Tabor College is hoping to find funding for additional housing for students in quarantine or isolation because of COVID-19.

County health administrator Diedre Serene said Monday she had been asked by the county emergency manager Randy Frank to write a health order to provide funding.

But counsel Brad Jantz told commissioners the county could not provide funding because “if we paid for it, it would have to be available to the public. I don’t think they ever intended that to be for public use. It was just intended for their students’ use.”

Last school year, the college arranged to use a portion of the old Salem Hospital building as a quarantine and isolation facility. The building no longer is available after water pipes burst when the heating system failed last winter.

Tabor was asking to be reimbursed for the expense of housing this year, Serene said.

Rusty Allen, executive vice president of operations at Tabor, did not respond to a reporter’s email seeking information.

Property appraisals

Although the state sent commissioners a letter Aug. 25 expressing concern that the appraiser’s office is off the mark on commercial property values, the amount of variance between appraisal values and sale values didn’t fall far from the target.

County appraiser Nikki Reid told commissioners Monday that out of a possible 97 point score for overall appraisals, the county’s score was 96.9.

“It’s on commercial appraisals the score wasn’t as good,” Reid said.
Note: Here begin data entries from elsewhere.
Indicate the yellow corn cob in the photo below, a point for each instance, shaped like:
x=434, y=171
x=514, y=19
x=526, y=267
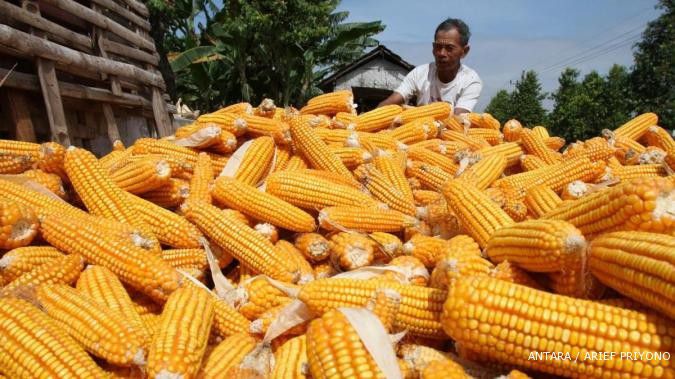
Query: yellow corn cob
x=531, y=162
x=291, y=359
x=414, y=271
x=261, y=296
x=427, y=249
x=257, y=161
x=18, y=225
x=505, y=322
x=313, y=246
x=330, y=103
x=102, y=331
x=328, y=358
x=430, y=176
x=35, y=347
x=98, y=192
x=639, y=204
x=414, y=131
x=364, y=219
x=51, y=156
x=540, y=200
x=133, y=265
x=101, y=285
x=228, y=354
x=240, y=241
x=535, y=145
x=200, y=183
x=377, y=119
x=438, y=110
x=314, y=150
x=238, y=108
x=512, y=130
x=537, y=245
x=65, y=270
x=351, y=156
x=492, y=136
x=263, y=126
x=510, y=273
x=637, y=127
x=479, y=216
x=429, y=157
x=638, y=265
x=171, y=195
x=186, y=258
x=50, y=181
x=659, y=137
x=12, y=163
x=511, y=150
x=474, y=143
x=419, y=312
x=455, y=265
x=311, y=192
x=350, y=251
x=180, y=341
x=486, y=171
x=261, y=205
x=21, y=260
x=229, y=121
x=142, y=175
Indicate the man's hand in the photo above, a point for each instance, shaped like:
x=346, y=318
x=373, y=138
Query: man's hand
x=394, y=98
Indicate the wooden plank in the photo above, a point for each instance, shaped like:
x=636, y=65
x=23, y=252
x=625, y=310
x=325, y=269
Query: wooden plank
x=102, y=22
x=75, y=60
x=19, y=113
x=129, y=15
x=34, y=20
x=162, y=119
x=111, y=125
x=28, y=82
x=138, y=7
x=128, y=52
x=53, y=103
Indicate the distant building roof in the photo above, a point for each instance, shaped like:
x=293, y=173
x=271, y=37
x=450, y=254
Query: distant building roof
x=380, y=52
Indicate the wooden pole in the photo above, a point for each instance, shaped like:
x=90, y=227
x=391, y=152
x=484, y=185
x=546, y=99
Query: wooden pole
x=18, y=110
x=27, y=44
x=102, y=22
x=53, y=103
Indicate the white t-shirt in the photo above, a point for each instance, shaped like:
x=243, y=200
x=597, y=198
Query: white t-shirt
x=423, y=82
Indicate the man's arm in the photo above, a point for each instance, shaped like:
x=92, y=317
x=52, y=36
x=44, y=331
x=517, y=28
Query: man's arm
x=394, y=98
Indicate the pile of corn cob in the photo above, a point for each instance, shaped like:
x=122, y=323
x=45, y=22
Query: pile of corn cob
x=402, y=242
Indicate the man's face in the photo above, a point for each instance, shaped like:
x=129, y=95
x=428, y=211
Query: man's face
x=448, y=50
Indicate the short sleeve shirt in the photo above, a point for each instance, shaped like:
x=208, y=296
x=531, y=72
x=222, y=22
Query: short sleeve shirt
x=423, y=82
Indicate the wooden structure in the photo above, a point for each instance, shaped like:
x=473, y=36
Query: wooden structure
x=79, y=73
x=371, y=78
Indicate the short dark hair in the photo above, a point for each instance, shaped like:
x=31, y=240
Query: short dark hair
x=455, y=23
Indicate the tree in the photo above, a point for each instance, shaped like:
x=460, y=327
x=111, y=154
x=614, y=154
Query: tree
x=526, y=100
x=281, y=50
x=653, y=76
x=500, y=106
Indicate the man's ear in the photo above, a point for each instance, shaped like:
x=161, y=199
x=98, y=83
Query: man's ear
x=466, y=50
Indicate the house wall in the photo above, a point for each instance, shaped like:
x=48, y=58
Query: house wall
x=378, y=73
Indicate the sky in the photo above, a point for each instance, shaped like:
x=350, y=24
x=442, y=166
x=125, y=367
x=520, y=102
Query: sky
x=508, y=37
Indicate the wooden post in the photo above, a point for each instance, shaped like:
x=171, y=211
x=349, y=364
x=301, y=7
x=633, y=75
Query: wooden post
x=111, y=124
x=19, y=113
x=53, y=103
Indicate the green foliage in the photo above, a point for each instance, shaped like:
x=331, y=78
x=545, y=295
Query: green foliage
x=653, y=76
x=500, y=106
x=526, y=101
x=249, y=50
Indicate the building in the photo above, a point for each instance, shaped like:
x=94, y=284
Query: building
x=372, y=78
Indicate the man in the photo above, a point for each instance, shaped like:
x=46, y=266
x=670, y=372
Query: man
x=446, y=79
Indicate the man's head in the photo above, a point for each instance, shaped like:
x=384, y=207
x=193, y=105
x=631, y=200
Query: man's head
x=451, y=44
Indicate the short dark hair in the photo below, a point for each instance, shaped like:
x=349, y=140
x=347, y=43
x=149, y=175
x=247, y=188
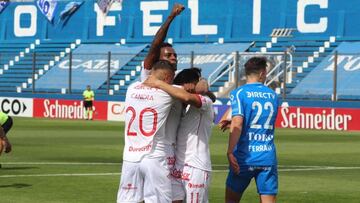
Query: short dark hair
x=188, y=75
x=164, y=65
x=165, y=44
x=255, y=65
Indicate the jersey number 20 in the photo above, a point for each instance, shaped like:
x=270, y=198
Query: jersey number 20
x=141, y=122
x=267, y=107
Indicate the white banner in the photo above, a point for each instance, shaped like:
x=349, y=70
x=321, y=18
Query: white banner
x=116, y=111
x=47, y=7
x=22, y=107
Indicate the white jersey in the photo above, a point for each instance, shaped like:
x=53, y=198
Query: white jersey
x=192, y=146
x=147, y=110
x=173, y=120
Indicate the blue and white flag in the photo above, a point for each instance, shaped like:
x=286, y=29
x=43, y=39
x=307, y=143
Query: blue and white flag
x=3, y=5
x=70, y=9
x=104, y=5
x=47, y=7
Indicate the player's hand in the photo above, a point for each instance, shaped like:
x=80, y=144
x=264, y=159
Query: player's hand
x=202, y=87
x=224, y=125
x=233, y=163
x=152, y=81
x=8, y=146
x=177, y=9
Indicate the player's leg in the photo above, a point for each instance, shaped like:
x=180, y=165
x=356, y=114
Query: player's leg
x=196, y=183
x=90, y=110
x=267, y=198
x=157, y=180
x=267, y=184
x=6, y=127
x=236, y=184
x=131, y=183
x=86, y=106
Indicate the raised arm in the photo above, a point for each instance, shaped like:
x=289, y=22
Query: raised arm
x=154, y=52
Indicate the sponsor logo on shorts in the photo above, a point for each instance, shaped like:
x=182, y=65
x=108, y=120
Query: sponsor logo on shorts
x=192, y=185
x=185, y=176
x=129, y=186
x=263, y=168
x=171, y=160
x=141, y=149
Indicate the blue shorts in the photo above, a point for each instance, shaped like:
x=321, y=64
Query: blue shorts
x=266, y=178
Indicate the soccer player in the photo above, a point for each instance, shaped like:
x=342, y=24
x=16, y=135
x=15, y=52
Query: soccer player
x=6, y=123
x=145, y=170
x=88, y=95
x=160, y=50
x=251, y=151
x=193, y=164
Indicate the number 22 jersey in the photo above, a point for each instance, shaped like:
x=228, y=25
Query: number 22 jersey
x=258, y=105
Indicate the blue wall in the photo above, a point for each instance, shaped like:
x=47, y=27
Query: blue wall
x=230, y=19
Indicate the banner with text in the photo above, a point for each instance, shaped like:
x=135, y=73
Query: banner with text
x=67, y=109
x=12, y=106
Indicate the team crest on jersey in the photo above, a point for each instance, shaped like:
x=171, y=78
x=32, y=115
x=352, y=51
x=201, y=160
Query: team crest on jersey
x=129, y=186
The state expects the difference between appraised value and sale prices to be no more than 20%. The calculated gap between the appraiser’s commercial values and actual sale prices averaged 39.9%.

“We don’t typically have a lot of commercial sales, and that doesn’t help when you don’t have a lot of commercial sales,” Reid said.

Because the gap was too wide, the county was considered out of compliance on commercial property.

Reid said the appraiser’s office would look at a different set of data for 2022 values.

Residential housing has experienced rapid and high-dollar sales in recent months, and appraisals on residential property could well be off in 2022, Reid said.